[all-commits] [llvm/llvm-project] 6253b7: [SLP] Respect control dependence within a block du...

Sat Mar 19 13:36:40 PDT 2022

  Branch: refs/heads/main
  Home:   https://github.com/llvm/llvm-project
  Commit: 6253b77da9f3fd7ee3286a2b4d39e87b0f0f55f5
      https://github.com/llvm/llvm-project/commit/6253b77da9f3fd7ee3286a2b4d39e87b0f0f55f5
  Author: Philip Reames <listmail at philipreames.com>
  Date:   2022-03-19 (Sat, 19 Mar 2022)

  Changed paths:
    M llvm/lib/Transforms/Vectorize/SLPVectorizer.cpp
    M llvm/test/Transforms/SLPVectorizer/X86/control-dependence.ll

  Log Message:
  -----------
  [SLP] Respect control dependence within a block during scheduling

This fixes an active miscompile visible in the test changes.  The basic problem is that the scheduling dependency graph didn't have any edges for control dependence within a single basic block.  The result is that we could (and in some rare cases *did*) perform reorderings within a block which could introduce new undefined behavior along paths which didn't previously contain any.

Impact wise, we have two major cases where control is not guaranteed to reach a later instruction in the block: may throw calls, and calls containing infinite loops.
* The former case was mostly covered by the memory dependencies, and to trigger require a function which can throw, but not write to memory.  In theory, such a case is possible, but not likely in practice.
* The later case is likely more of an issue in practice.  After this code was first written, we changed the IR semantics to allow well defined infinite loops without satisifying mustprogress.  Even for C/C++ - which do imply mustprogress - recent changes to how we treat atomics (e.g. an atomic read does not always imply a write) could expose this issue.  I'm a bit shocked we don't seem to have a bug report which hit this in real code actually.
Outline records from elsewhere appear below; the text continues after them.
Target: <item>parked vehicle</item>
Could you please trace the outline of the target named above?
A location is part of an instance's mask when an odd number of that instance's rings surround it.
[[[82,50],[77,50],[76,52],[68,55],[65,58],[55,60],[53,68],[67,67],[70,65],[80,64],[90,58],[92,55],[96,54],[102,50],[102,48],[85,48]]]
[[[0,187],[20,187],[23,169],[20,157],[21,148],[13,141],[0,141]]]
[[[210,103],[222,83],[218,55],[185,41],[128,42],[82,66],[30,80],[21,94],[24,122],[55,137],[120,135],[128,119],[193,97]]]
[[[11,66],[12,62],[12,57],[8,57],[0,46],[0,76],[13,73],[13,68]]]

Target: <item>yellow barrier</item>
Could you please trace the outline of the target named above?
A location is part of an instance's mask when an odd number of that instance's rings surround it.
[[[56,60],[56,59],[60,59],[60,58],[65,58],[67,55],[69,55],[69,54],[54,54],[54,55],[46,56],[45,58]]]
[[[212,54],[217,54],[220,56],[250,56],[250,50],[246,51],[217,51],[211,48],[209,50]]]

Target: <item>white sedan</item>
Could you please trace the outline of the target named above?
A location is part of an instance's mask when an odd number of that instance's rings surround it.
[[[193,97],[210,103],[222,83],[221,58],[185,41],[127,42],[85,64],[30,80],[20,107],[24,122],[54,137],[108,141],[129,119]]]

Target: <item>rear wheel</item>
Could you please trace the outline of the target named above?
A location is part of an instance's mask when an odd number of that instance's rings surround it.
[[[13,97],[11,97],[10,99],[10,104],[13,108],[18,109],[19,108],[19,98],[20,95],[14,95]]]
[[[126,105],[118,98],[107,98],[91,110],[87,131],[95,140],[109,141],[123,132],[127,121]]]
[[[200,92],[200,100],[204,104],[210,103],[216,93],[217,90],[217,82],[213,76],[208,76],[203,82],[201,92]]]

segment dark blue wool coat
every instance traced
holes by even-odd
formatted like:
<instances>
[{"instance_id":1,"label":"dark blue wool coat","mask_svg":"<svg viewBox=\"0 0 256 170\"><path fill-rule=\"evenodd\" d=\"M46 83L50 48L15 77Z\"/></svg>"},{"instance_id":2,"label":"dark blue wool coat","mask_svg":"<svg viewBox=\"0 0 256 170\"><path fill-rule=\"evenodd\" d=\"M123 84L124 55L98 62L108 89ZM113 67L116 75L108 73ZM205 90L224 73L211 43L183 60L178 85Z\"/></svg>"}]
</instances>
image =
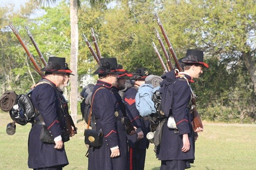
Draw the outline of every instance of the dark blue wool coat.
<instances>
[{"instance_id":1,"label":"dark blue wool coat","mask_svg":"<svg viewBox=\"0 0 256 170\"><path fill-rule=\"evenodd\" d=\"M88 170L125 170L127 161L127 145L126 130L121 122L123 114L113 93L112 86L98 80L93 89L93 96L97 89L92 104L92 114L96 122L96 130L103 132L103 143L99 147L90 147ZM117 117L115 112L118 112ZM120 155L111 158L110 148L118 146Z\"/></svg>"},{"instance_id":2,"label":"dark blue wool coat","mask_svg":"<svg viewBox=\"0 0 256 170\"><path fill-rule=\"evenodd\" d=\"M138 89L133 86L125 92L124 96L124 104L128 118L134 126L137 129L141 128L144 133L144 138L138 140L136 134L128 136L128 145L134 148L146 149L149 146L149 141L146 136L150 131L150 121L140 118L140 113L136 108L135 97Z\"/></svg>"},{"instance_id":3,"label":"dark blue wool coat","mask_svg":"<svg viewBox=\"0 0 256 170\"><path fill-rule=\"evenodd\" d=\"M168 72L169 73L169 72ZM162 83L169 78L168 73L165 75ZM189 81L191 78L185 77ZM167 121L163 126L162 141L157 149L157 157L159 160L194 160L194 137L191 126L192 118L188 107L191 91L187 82L184 78L176 78L173 86L173 105L172 115L174 118L178 132L175 133L174 129L167 127ZM166 99L170 101L170 98ZM182 135L188 134L190 149L185 153L181 151L183 146Z\"/></svg>"},{"instance_id":4,"label":"dark blue wool coat","mask_svg":"<svg viewBox=\"0 0 256 170\"><path fill-rule=\"evenodd\" d=\"M40 84L33 89L31 97L35 107L40 112L53 137L61 135L65 120L61 115L60 98L56 91L50 84ZM39 121L38 118L35 120ZM55 144L41 141L40 135L42 128L41 125L34 125L29 132L28 167L36 169L68 164L64 146L62 149L56 149Z\"/></svg>"}]
</instances>

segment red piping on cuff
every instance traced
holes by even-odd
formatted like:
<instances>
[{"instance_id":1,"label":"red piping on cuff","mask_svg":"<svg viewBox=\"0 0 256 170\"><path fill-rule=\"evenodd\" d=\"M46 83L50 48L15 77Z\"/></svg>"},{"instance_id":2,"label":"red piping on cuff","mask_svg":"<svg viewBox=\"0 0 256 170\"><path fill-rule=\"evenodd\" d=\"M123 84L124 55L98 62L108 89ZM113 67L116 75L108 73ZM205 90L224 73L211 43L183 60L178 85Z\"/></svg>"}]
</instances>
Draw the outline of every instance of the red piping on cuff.
<instances>
[{"instance_id":1,"label":"red piping on cuff","mask_svg":"<svg viewBox=\"0 0 256 170\"><path fill-rule=\"evenodd\" d=\"M178 124L180 123L181 123L181 122L183 121L187 121L188 122L188 121L186 119L183 119L183 120L182 120L181 121L179 121L178 122L177 122L177 123L176 123L176 125L177 125Z\"/></svg>"},{"instance_id":2,"label":"red piping on cuff","mask_svg":"<svg viewBox=\"0 0 256 170\"><path fill-rule=\"evenodd\" d=\"M50 126L48 127L47 130L48 130L48 129L49 129L50 128L51 128L51 127L52 126L53 126L53 124L54 124L54 123L55 123L55 122L58 122L58 123L60 122L59 122L59 121L53 121L53 123L52 123L52 124L51 124L51 125L50 125Z\"/></svg>"}]
</instances>

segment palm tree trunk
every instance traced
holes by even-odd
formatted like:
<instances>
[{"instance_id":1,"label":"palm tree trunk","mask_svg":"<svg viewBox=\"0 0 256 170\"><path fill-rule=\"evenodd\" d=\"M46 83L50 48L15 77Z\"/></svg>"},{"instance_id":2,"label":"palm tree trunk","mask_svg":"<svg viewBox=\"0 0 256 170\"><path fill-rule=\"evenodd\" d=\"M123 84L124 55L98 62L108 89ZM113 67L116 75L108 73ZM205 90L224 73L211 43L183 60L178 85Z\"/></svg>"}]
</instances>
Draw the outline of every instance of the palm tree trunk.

Compile time wise, this results in a single extra scan of the scheduling window in the common case.  Since we stop scanning at the next instruction which isn't guaranteed to execute, no matter what order we traverse instructions in, we scan the block once.  The exception to this is that when we extend the scheduling window downwards, we invalidate all dependencies, and thus rescan.  So the potentially expensive case is when we a call in a big schedule window which is frequently extended.  We could optimize this case (by caching the last instruction not guaranteeed to transfer execution and scanning only the extended window) and starting there), but I decided to leave the complexity until it mattered.  That same case is already degenerate with memory dependences which is more expensive than the control dependence scan.

We could also consider combining the memory dependence and control dependence sets to reduce memory usage, but since it complicates the code slightly and makes debugging a bit harder, I went with the simplest scheme for now.

This was noticed while trying to understand the failures reported against D118538, but is not otherwise related to that change.